9 responses to “Half-filled or half-empty?

  1. Jen – Wonderful piece! Can’t wait to read more.

    And of course, Thai/Asian moms are famous for clashing with their more progressive/Westernized daughters. I don’t think it matters if you’re half-and-half’s or “modernized” full Thais, moms always want us to be just little bit more like them. 😉 Not entirely a bad thing even though that does bug the crap out of me. HAHAHA.

  2. You are the window between the the two rooms!! Cheers!

  3. Good bit of insight into the life of a ‘luk kreung’.

  4. Jen,

    You have already led quite an interesting life already. I look forward to reading more of these blogs about your experiences as luk kreung.

  5. Great post. Hope to hear more. I appreciate your honesty.

  6. Hi Jen,

    How are you doing? Hope you are doing well na ja.

    I think I used to have the great childhood like yours back in my hometown up north in Phitsanulok, but the difference is that I am not a ‘luk farang’. I remember asking my mom if my father was a farang (even though my natural father was there listening to me asking that question…lol stupid me) or she adopted me from someone because I looked like none of my family members.:P Even now people still keep asking me if I am a ‘luk krueng’. I tell them yeah I am half male half female because I was born to mom and dad. hehehe.

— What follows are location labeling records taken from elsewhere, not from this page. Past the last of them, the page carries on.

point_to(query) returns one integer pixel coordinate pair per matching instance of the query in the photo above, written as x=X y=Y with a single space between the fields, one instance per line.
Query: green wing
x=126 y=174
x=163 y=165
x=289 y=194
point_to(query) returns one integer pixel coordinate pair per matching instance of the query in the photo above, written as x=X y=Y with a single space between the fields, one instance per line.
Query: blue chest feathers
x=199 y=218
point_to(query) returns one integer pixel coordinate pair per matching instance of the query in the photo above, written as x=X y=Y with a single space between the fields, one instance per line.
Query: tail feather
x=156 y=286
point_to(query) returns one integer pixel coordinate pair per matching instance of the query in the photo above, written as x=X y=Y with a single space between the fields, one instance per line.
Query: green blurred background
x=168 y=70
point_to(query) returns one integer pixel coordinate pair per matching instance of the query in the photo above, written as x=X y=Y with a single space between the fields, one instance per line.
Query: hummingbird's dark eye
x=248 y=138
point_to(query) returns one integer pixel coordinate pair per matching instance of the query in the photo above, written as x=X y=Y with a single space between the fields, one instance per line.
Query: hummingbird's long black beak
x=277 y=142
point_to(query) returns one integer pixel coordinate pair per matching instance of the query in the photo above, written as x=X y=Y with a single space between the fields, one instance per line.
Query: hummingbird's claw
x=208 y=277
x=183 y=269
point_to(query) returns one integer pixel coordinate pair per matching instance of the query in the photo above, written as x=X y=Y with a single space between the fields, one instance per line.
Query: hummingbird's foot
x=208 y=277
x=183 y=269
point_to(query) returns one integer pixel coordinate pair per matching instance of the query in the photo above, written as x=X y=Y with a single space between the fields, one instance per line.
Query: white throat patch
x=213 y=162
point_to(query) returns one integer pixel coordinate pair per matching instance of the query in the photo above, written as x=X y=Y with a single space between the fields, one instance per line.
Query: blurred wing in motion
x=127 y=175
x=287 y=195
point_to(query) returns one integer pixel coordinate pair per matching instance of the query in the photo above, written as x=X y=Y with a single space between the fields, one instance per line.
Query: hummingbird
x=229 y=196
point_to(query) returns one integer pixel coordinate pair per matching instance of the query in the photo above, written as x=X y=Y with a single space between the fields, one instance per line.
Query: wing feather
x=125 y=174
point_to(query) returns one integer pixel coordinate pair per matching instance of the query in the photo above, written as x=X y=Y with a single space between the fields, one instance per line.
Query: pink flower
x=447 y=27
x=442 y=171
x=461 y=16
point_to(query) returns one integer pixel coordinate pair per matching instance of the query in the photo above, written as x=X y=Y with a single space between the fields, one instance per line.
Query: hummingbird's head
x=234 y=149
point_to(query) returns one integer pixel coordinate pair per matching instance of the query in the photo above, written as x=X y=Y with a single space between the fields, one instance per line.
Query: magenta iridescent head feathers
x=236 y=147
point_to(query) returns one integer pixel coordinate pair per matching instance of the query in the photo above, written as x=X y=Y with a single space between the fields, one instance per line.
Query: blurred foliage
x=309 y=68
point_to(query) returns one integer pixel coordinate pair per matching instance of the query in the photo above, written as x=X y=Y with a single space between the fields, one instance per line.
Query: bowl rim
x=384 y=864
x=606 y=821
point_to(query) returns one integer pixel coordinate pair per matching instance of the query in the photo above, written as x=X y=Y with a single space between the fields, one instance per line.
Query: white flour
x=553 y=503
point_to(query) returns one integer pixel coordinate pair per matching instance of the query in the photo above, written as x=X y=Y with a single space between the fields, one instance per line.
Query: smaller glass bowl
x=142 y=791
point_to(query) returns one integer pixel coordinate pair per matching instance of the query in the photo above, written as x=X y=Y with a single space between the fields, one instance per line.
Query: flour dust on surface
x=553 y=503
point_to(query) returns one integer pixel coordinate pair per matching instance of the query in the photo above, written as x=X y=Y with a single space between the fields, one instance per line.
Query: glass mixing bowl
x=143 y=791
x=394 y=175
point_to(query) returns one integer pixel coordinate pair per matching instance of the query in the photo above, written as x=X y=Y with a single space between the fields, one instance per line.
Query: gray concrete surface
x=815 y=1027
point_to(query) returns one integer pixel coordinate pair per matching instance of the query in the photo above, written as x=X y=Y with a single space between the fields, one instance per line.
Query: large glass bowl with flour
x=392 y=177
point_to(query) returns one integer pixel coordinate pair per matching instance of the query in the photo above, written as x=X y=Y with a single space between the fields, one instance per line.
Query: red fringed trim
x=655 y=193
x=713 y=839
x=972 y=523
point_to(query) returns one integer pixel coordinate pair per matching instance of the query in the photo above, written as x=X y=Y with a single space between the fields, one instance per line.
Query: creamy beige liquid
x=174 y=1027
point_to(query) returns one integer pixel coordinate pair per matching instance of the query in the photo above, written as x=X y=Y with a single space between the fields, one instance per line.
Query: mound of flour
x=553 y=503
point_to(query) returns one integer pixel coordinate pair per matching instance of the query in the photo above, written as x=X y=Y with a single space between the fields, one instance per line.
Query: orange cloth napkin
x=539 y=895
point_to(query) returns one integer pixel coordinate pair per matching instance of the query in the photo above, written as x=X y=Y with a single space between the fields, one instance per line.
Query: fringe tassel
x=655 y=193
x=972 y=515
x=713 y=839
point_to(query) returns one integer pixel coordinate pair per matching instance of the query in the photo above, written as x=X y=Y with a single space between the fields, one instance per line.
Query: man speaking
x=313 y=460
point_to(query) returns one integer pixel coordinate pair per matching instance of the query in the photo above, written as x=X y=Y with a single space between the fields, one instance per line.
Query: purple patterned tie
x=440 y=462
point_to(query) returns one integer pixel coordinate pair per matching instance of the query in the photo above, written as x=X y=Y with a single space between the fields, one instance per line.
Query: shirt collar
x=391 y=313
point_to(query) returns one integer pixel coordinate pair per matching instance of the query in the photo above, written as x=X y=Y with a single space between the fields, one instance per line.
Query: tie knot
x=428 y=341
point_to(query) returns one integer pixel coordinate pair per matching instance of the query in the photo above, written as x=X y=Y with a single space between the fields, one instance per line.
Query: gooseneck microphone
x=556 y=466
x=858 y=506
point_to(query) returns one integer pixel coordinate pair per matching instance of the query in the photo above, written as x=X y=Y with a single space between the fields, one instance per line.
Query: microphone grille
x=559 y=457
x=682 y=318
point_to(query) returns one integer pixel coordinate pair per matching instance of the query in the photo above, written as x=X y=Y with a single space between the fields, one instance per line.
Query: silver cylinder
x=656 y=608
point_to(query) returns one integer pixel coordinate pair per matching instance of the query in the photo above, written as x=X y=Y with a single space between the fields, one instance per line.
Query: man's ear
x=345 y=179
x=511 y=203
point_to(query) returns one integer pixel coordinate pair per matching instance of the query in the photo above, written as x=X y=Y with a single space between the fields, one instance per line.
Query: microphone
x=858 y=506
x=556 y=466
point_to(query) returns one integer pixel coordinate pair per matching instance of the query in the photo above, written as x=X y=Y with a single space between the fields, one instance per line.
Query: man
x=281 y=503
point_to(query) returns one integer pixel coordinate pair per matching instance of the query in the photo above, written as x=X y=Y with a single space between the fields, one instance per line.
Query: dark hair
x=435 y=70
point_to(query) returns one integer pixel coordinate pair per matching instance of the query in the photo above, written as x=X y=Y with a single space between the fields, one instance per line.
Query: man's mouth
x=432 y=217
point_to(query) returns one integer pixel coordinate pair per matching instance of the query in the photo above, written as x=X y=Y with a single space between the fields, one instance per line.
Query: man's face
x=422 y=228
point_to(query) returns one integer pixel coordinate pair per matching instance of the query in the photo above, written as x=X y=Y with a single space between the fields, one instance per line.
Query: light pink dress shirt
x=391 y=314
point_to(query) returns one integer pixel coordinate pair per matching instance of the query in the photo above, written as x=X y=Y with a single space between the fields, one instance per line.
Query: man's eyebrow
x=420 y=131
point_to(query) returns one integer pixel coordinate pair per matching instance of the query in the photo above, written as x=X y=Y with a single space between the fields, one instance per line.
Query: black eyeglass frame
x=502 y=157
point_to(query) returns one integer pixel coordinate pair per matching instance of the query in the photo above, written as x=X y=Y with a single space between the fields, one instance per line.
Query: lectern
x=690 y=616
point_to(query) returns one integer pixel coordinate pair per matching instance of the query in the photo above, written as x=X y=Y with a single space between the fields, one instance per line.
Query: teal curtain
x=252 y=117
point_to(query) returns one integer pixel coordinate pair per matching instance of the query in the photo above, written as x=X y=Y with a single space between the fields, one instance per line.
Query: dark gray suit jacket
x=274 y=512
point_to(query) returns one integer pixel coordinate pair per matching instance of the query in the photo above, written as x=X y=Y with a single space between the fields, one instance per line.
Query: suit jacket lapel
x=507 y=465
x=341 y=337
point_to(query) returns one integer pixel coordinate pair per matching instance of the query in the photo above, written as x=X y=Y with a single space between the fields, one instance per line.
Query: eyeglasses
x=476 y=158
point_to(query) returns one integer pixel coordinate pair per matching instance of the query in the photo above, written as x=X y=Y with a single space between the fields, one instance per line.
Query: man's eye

    Nong Jen…you looked so cute when you were a child. Hey…you still look cute, though. Well, were the photo with your aunt taken in Ubon?

    Okay, I have to go. Gotta work now before I am told off again. Talk to you later. Hope to read your next blogs. Take care, sis.

  7. Thanks everyone for the feedback (^.^)

    @: Watdee ka P’Crystal,
    Sabai dee ka. Hope you are well too. You haven’t been posting blogs lately? Tum mai?

    Oh so your hometown is P’lok? I’ve not been there, hopefully I’ll go by there next time round. The pic of me and my aunt is taken in Phetchaburi (central) which is where my family comes from and lives. You’re making me curious about how you look like though.

    Korb kun ka for the nice comments *shys away* Post a blog soon okay?

  8. Nong Jen,

    P’CrystaL sabai dee ka. I’ve been hectic with my job these days that’s why I’m away from the Thai-blogs. I’ve been to Petchaburi already. It’s famous for its Thai deserts. I like ‘kanom mor-kaeng.’ hehe…I have no idea how it’s called in English.

    Nong Jen, I think my written English is not good enough to post any next blog here or else I may come up with provoking issues again. 555 That’s sure not a good idea. I’d rather observe other blogs for a while and make sweet comments.:D As soon as I am avaible, I’ll post something nice about Thailand like the webmasters do then. Keep checking out na ja!

    You’re asking for my picture? I think I have your email address, then I’ll send you my pic soon. It was a sticker photo, though, taken with my fellow students some years ago. You will easily notice me!

    Keep writing na ja…I’ll look forward to reading your joyful blogs. Be good.

  9. Jen, a lovely article.

    I have been a little worried recently about all the media coverage given to racist bullying in Thai schools. I have two young children, both half Thai/English. As both speak both languages there have been no problems so far. However my daughter is now 11 just started a new school. She looks more Thai than English but my son is the other way round.

    I am so hoping he doesnt have any problems with this issue – he is so happy here and most of his friends are Thai – it would be heartbreaking (for him AND me) if he suffered racist abuse as he grows up.